As the number of COVID-19 cases continues to increase in the United States, healthcare workers have been working day and night to provide the best care possible for their patients; this means juggling more patient visits, utilizing new technology to do so, exposing themselves to infection on a daily basis, and then spending off-hours reading up about new developments and dispersing available information with their colleagues.
Exposure to long hours of caring for desperately ill patients, the weight of counseling their families, adhering to electronic documentation requirements, struggling with the loss of autonomy over daily responsibilities, and trying to keep up with a constantly evolving environment are all factors that can lead to feelings of burnout in practicing oncologists.6 In the midst of a pandemic, oncologists are still faced with these stressors in the clinic, but they are also faced with other COVID-related challenges on a more personal level.
For example, those with young kids have to deal with the fact that their kids are home from school for the time being, and they are going to require extra attention and help with their studies, Rugo noted.
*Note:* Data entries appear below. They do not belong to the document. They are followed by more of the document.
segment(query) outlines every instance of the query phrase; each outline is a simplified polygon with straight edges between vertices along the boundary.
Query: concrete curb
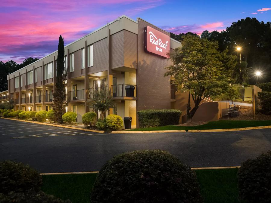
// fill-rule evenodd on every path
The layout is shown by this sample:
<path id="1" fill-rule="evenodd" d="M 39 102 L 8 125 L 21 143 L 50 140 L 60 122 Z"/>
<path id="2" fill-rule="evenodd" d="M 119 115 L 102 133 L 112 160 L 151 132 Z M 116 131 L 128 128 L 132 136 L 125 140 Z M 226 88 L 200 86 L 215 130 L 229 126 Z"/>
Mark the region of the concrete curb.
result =
<path id="1" fill-rule="evenodd" d="M 191 168 L 192 170 L 202 170 L 204 169 L 225 169 L 227 168 L 236 168 L 240 166 L 226 166 L 225 167 L 208 167 L 201 168 Z M 47 174 L 40 174 L 40 175 L 70 175 L 73 174 L 98 174 L 99 171 L 88 171 L 86 172 L 71 172 L 70 173 L 51 173 Z"/>
<path id="2" fill-rule="evenodd" d="M 79 130 L 81 131 L 88 131 L 89 132 L 93 132 L 95 133 L 104 133 L 104 131 L 98 131 L 95 130 L 90 130 L 89 129 L 84 129 L 83 128 L 76 128 L 76 127 L 72 127 L 71 126 L 67 126 L 65 125 L 55 125 L 55 124 L 51 124 L 51 123 L 40 123 L 40 122 L 36 122 L 36 121 L 25 121 L 24 120 L 20 120 L 19 119 L 15 119 L 14 118 L 3 118 L 1 117 L 1 118 L 3 119 L 6 119 L 7 120 L 11 120 L 13 121 L 21 121 L 22 122 L 25 122 L 27 123 L 36 123 L 36 124 L 39 124 L 41 125 L 50 125 L 52 126 L 55 126 L 55 127 L 59 127 L 60 128 L 69 128 L 70 129 L 73 129 L 73 130 Z"/>
<path id="3" fill-rule="evenodd" d="M 271 128 L 271 125 L 266 125 L 263 126 L 255 126 L 248 127 L 239 128 L 227 128 L 226 129 L 210 129 L 210 130 L 188 130 L 187 131 L 189 133 L 212 132 L 228 132 L 229 131 L 241 131 L 250 130 L 257 130 Z M 186 131 L 185 130 L 177 130 L 167 131 L 112 131 L 111 133 L 113 134 L 123 134 L 125 133 L 185 133 Z"/>

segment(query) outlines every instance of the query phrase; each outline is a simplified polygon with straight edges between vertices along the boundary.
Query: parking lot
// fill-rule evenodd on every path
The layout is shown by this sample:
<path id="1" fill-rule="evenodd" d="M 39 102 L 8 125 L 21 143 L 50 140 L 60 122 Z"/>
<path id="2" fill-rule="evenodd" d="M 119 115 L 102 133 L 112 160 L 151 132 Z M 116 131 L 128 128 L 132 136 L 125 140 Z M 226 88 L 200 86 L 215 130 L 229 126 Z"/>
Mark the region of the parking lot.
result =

“This is the most stressful time of all our careers. I would say on behalf of all of us, without question, we have never been through anything like this and I hope we [never go through something like this again,” said Rugo. “It’s a whole new world, and people who have elderly parents at home or who are caring for elderly parents, if they’re going to work, they risk exposing their parents; this is also a very big concern for many of my colleagues.” She added that other colleagues have also expressed concerned about their spouses who are older and have medical problems.
“I think we all need to be really supportive as a community,” stressed Rugo. “I have to say that email communications [from our leadership] and, odd as it may sound, Twitter, [has become] a big source of information and [has provided] support for all of us that may help to counteract some of the burnout [we’re experiencing].”
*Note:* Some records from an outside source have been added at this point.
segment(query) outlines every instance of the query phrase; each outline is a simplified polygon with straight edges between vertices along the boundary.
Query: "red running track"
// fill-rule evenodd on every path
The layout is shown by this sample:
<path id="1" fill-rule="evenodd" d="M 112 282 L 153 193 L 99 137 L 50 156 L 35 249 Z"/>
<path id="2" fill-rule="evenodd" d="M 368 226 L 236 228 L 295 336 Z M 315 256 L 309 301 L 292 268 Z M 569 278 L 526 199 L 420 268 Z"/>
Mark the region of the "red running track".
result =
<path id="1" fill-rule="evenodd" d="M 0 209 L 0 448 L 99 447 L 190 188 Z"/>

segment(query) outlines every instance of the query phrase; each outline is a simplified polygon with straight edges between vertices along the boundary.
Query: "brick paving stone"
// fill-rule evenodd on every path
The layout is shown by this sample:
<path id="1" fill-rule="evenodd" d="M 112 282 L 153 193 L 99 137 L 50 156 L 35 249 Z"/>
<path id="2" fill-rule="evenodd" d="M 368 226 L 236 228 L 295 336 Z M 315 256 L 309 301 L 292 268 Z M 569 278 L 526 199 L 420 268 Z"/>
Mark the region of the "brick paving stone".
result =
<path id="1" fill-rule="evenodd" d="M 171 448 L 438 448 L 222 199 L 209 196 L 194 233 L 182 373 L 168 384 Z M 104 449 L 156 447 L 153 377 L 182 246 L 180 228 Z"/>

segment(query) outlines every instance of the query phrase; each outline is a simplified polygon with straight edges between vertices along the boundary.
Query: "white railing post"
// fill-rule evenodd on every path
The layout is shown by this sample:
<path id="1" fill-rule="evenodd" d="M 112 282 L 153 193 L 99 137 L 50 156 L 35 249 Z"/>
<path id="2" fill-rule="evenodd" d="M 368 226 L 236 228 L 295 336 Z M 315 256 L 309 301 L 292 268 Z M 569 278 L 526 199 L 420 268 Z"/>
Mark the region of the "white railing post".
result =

Smith echoed that sentiment and shared that having a 7- and 3-year-old who have been ordered to shelter in place is challenging. “It is hard to work, have a job, have to homeschool your child, and then have to worry about an elderly parent or not,” said Smith. “Throughout all this, you still want to ensure that you’re doing what's right for your patients. If I'm putting this patient off for a month, is that the right thing? What are all of the potential consequences of doing that? That struggle I real.”
She added that in terms of self-care, some are better at others at finding a way to unplug. For example, some may turn to meditation or a glass of wine after a long workday to decompress, said Smith. “Whatever that is for you, it is important that you tap into that and that you recognize when you're reaching your limit. [This is especially important, because I know for most of us, this is just the beginning,” stressed Smith. “It's predicted that we're not going to peak in New York for another approximately 40 days. The pressure that we're feeling now is only going to get worse."
The Battle Rages On, But Collaboration Saves Lives
Although this may just be the beginning of the battle against COVID-19, the oncology community has banded together to fight back.
“I must say that I have just been so inspired by how the global medical community has come together on every level; this is evident in the rapid advances, the sharing of information, and even the texts I’m receiving,” said Mesa. “I got a text this morning from a colleague who is caring for a similar patient group that I treat and he shared with me what he is seeing. Having that kind of a community to tap into is amazing.”
Rugo echoed that sentiment, saying that the way the community has come together has been very inspirational. From the staff to the clinical research coordinators to the people who clean the floors at her institution, Rugo said the collaboration and unification of everyone on the front lines has been nothing short of remarkable.
“And then there’s our patients,” said Rugo. “I can't tell you how many patients have sent me a message reminding me to take care of myself, telling me that they’re worried about me. It’s just amazing kindness and that really makes a huge difference.”